By maggio 23, 2018 No Comments
Umberto Porcaro incontra telefonicamente per noi Hugo Race, il musicista e produttore australiano che a metà giugno sarà in Italia per il suo spettacolo- tributo a John Lee Hooker insieme a Michelangelo Russo.

 

U.: Ciao Hugo, grazie mille per disponibilità a questa nostra conversazione. E’ davvero un gran piacere poter spendere un po’ di tempo con un grande artista come te.

H.: Grazie a te Umberto, ciao.

U.: Mi pare che ti trovi in Australia adesso? Sei tornato a vivere li’?

H.:  Sì dal 2011, quasi otto anni ormai.

U.: A giugno torni in sicilia per alcune date del tour di promozione del tuo nuovo disco dedicato a John Lee Hooker insieme a Michelangelo Russo. Se non sbaglio hai anche vissuto in Sicilia per un periodo, cosa ti porti dietro da questa esperienza? Ha ispirato qualcosa nella tua musica?

H.:  Sono stato in Sicilia per un bel po’ di tempo, e sono successe tante cose in quel periodo: la collaborazione con Marta Collica con Sepiatone, un progetto nato in Sicilia anche se lei vive a Berlino adesso, e poi Merola Matrix iniziato proprio a Palermo.

U.: Andiamo al tuo nuovo disco: credo che “John Lee Hooker’s World Today” sia davvero un capolavoro assoluto, l’ho ascoltato e riascoltato più volte…. è un disco che ti scava proprio dentro, che ti porta direttamente in contatto con te stesso e con la tua anima… innanzitutto cosa ti ha spinto ad onorare John Lee Hooker con un disco?

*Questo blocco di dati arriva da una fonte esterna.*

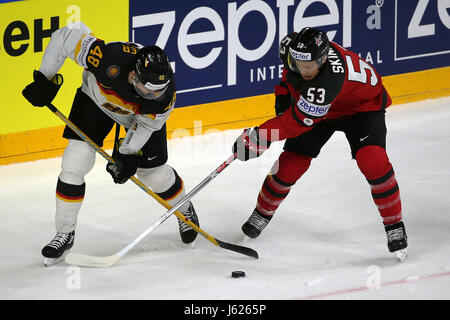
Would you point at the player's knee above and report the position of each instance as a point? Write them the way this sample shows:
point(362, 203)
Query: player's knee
point(159, 179)
point(373, 161)
point(78, 160)
point(291, 166)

H.:   Sai Hooker è stato fondamentale per me e per tanto tempo è stato alla base della mia esperienza musicale: la prima volta che ho provato a fare una sua cover è stato negli anni ’80, ho anche fatto un paio di canzoni di John Lee Hooker con Nick Cave tanti anni fa… Hooker è uno dei miei eroi, un “godfather” della musica moderna. In questa occasione Michelangelo ed io abbiamo provato a calare alcune sonorità elettroniche nel suo mondo, abbiamo deciso di fare un mix di blues ed elettronica e così è nato il disco.

U.: Qualcuno ha definito questo disco come un talking blues del terzo millennio, filtrato da anni di psichedelia e di industrial music dove i tuoi anni berlinesi si sentono eccome, ipnotico e cupo, ma proprio per questo avvolgente e affascinante. Tu come la pensi?

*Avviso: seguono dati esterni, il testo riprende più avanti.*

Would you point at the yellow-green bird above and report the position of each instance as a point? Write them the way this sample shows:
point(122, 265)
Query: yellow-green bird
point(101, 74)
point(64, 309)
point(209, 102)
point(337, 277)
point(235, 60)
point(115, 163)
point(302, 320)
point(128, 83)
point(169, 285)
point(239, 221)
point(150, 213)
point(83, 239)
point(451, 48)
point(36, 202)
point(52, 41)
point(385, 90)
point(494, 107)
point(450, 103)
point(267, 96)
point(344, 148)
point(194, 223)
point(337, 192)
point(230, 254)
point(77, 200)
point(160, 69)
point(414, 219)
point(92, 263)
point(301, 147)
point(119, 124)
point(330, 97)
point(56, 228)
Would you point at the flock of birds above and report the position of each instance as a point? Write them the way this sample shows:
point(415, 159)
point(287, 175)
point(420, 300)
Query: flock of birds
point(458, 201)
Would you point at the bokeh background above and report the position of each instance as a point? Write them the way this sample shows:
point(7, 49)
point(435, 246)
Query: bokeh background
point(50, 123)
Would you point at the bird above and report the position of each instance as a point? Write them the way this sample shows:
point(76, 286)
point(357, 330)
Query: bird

H.: Per me è la stessa cosa: sai la registrazione del disco è durata un solo giorno, in una immersione totale. Ed ogni concerto è onirico, cerchiamo di arrivare a qualcosa di trascendente e mistico tramite la musica e gli effetti sonori.

U.: Premetto che sono un grande fan di John Lee Hooker, l’ho sempre adorato, e l’ho visto un po’ come una sorta di vecchio sciamano pschedelico senza tempo, riesce sempre ad incantarmi ancora adesso ogni volta che lo ascolto. La tua “Hobo Blues” è uno sballo… wow… “Servers you Right to suffer” e “Decoration Day” sono entrambe pazzesche. Come hai scelto le canzoni per questo disco?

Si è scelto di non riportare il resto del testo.